Grant Hill: “When I come to Durham, I feel like I’m home”
It’s been 25 years since Grant Hill played basketball for Duke and received his degree, double-majoring in history and political science.
Along the way he took a couple of classes at N.C. Central, which brought him up and down Fayetteville Street as he traveled between the campuses.
On Saturday morning, Hill found himself along that busy thoroughfare again, this time inside the city’s W.D. Hill Recreation Center.
Many years have passed since he called Durham home, since he helped Duke national titles in 1991 and 1992 and make the 1994 Final Four. He’s a Naismith Hall of Famer, part-owner of the NBA’s Atlanta Hawks, a husband and father to two daughters.
Gray hairs now dot his beard and his close-cropped hair.
Yet one thing hasn’t changed.
“When I come to Durham,” Hill said Saturday, “I feel like I’m home.”
He returned to Durham this week to finalize a special project for his former home.
Hill teamed with sporting goods company Fila to fund renovations of three outdoor basketball courts at the city’s Hillside Park. The courts were redesigned with colorful artwork by local artist Sarahlaine Calva. New backboards were installed along with updated fencing and landscaping, bringing the final price tag between $175,000-$200,000.
It’s part of an on-going project that will see a court refurbishment this summer in Detroit, where Hill started his NBA career with the Detroit Pistons.
“I can’t tell you how excited I am, all of us with the city are excited, that Duke basketball hero and NBA superstar Grant Hill chose Durham as the inaugural city for the program,” Durham city councilman Charlie Reece said. “His contributions to basketball aren’t all he needs credit for. He has always matched his basketball prowess with his care for the community. He is someone who has led by example throughout his life and career.”
Saturday’s rain caused the dedication ceremony to move inside to the Hill Rec Center. But after the speeches, Hill and Fila officials grabbed umbrellas to walk around the courts at Hillside Park, off Roxboro Street.

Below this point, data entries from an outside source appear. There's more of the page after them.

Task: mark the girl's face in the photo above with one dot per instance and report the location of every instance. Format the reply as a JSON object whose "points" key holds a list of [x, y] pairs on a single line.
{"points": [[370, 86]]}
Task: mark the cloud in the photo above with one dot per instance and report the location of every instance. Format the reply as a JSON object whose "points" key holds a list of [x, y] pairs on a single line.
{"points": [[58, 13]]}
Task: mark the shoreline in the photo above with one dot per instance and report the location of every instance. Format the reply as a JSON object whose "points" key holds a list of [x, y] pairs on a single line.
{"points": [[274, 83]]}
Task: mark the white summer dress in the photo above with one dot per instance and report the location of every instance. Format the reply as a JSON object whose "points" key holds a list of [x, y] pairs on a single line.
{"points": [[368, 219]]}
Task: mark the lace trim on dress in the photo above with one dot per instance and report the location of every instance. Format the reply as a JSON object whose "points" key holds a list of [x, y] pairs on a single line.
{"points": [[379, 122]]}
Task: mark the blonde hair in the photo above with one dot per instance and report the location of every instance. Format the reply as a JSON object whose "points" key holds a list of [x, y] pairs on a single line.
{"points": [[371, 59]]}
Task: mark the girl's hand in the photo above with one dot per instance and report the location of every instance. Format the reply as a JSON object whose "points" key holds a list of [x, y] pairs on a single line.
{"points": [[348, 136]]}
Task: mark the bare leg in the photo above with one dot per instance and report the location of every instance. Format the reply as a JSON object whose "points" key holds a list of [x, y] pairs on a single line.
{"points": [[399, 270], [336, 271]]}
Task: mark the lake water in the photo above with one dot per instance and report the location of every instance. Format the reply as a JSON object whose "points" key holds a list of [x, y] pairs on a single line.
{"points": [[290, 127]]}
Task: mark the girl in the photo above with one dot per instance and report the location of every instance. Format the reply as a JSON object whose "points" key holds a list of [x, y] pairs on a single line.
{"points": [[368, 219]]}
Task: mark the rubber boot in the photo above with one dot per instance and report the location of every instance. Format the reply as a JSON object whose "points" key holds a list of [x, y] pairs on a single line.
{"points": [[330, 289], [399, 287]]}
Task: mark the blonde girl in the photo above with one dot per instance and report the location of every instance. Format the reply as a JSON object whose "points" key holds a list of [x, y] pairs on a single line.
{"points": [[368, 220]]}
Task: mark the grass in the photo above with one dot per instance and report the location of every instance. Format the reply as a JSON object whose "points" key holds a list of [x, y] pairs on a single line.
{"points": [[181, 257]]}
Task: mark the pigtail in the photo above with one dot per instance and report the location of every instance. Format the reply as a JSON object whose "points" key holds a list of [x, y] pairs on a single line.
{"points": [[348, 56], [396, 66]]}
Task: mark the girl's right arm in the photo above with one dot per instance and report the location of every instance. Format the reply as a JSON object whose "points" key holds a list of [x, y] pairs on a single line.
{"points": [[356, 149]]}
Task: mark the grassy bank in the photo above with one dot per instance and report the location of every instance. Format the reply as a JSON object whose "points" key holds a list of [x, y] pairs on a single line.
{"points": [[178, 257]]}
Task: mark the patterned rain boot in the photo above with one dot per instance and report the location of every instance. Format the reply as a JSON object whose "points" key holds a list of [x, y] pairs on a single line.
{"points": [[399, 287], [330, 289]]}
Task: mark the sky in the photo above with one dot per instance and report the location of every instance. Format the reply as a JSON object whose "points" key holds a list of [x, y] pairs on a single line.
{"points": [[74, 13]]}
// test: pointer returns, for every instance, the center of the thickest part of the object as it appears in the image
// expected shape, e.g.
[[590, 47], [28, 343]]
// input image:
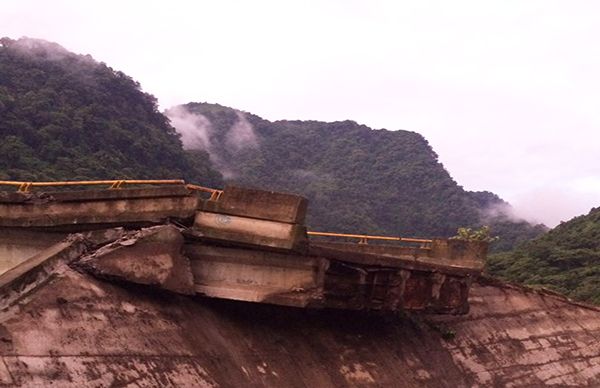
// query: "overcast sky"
[[506, 92]]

“I’ve been on a lot of basketball courts in my time, but none quite like this,” Hill said. “It’s like a work of art.”
Calva’s design incorporates plenty of red, white, blue and yellow -- Durham’s official city colors. The Grant Hill Foundation logo is at center court with Fila and other Hill logos elsewhere on the playing surface.
“It’s not about producing the next great basketball player, although that would be great if that happened,” Hill said. “It;s really just about giving kids an opportunity to be active, to exercise, to learn to co-exist with others. Sports is a great metaphor for life. There are so many values that come from playing, that are important, that translate into different areas of life. So for young people to have a place to do that, they’ll grow and benefit from that.”